« Bambi », de Sébastien Lifshitz : Je est une autre…

Dans Bambi, Sébastien Lifshitz dresse le portrait d’une des premières transexuelles, qui a dû conquérir sa liberté face aux incompréhensions.

Christophe Kantcheff  • 19 juin 2013 abonné·es

« Je ne voulais pas faire de provocation. Je voulais faire ma vie. C’est tout. » C’est une vieille dame élégante, encore belle, qui prononce ces mots à la fin du film de Sébastien Lifshitz. Une vieille dame qui, enfant, s’appelait Jean-Pierre, porte le surnom de Bambi et se nomme depuis l’âge de 30 ans Marie-Pierre. Bambi est un prolongement du précédent film de Sébastien Lifshitz, les Invisibles (cf. Politis du 29 novembre 2012). Des homosexuels vieillissants y racontaient leur existence, leurs amours, leurs difficultés et leur joie d’être eux-mêmes au long de la seconde moitié du XXe siècle. Bambi s’attache à une seule histoire, sans doute plus extraordinaire, au sens premier du terme, car Bambi compte parmi les premières transsexuelles en France, dont l’émergence dans la société des années 1950 s’est cristallisée autour des cabarets. Notamment celui du Carrousel, où triomphait Coccinelle, la star des trans, qui a lancé et aidé plusieurs de ses consœurs, comme Bambi, justement. Ces nombreuses images de cabaret, donnant à voir les numéros sur scène et la vie dans les loges, témoignent d’un mélange de glamour et de subversion. Comme le dit Bambi, il ne s’offrait pas aux transsexuelles plusieurs moyens de survivre : ou bien le tapin, ou bien ces salles de spectacle. Bambi y décrit d’ailleurs des conditions de travail plutôt correctes. Quant aux spectateurs, ils venaient voir des bêtes curieuses – mais les artistes l’assumaient.

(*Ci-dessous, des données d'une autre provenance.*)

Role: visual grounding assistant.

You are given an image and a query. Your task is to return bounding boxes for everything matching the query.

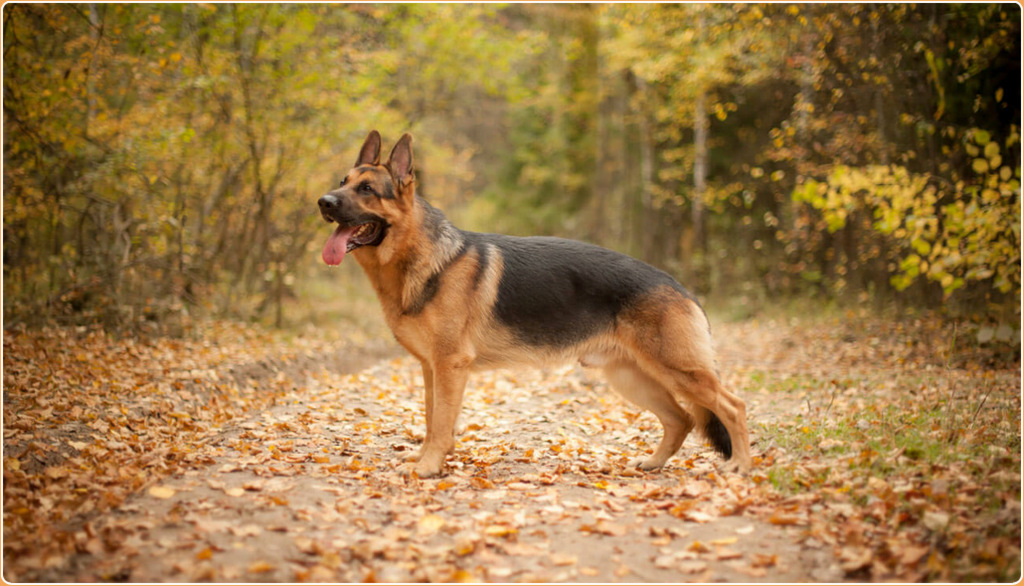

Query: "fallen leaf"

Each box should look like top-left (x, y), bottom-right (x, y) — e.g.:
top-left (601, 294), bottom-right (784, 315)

top-left (150, 486), bottom-right (175, 499)
top-left (416, 514), bottom-right (446, 535)
top-left (247, 561), bottom-right (274, 574)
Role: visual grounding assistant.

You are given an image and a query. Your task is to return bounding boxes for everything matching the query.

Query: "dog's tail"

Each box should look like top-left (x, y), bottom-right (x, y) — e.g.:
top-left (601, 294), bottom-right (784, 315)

top-left (698, 409), bottom-right (732, 460)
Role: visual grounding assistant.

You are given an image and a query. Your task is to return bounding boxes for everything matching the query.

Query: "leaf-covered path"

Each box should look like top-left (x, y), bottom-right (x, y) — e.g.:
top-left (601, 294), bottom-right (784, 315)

top-left (4, 313), bottom-right (1020, 582)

Ces images de fierté joyeuse sont le résultat d’une conquête. Celle de la visibilité et de l’affirmation de soi. Il émane de la délicate Bambi un courage qui force l’admiration. Un courage qui lui est apparu comme une évidence : jamais elle n’aurait accepté de se (re)nier. Cette attitude a eu son prix, qu’on devine parfois cruel. Mais Bambi est étrangère au pathos. C’est d’autant plus évident quand elle évoque la personne qui a éprouvé les plus grandes difficultés à accepter son changement de sexe : sa mère. Ce combat permanent avec elle, fait de refus et d’incompréhension, s’est pourtant achevé par un rapprochement inattendu. Un renversement qui résonne comme une victoire de l’amour et de la liberté. Un être libre et honnête, Bambi l’est profondément au sens où elle ne s’est jamais menti sur son désir. Ainsi, malgré l’opération la transformant en femme, elle n’a pas refusé une nouvelle vie amoureuse, après quelques hommes, avec une autre femme, qui est devenue celle de sa vie. « Je ne voulais pas faire de provocation. Je voulais faire ma vie. C’est tout. » À partir de cet humble manifeste, Bambi a fait de sa vie une œuvre d’art.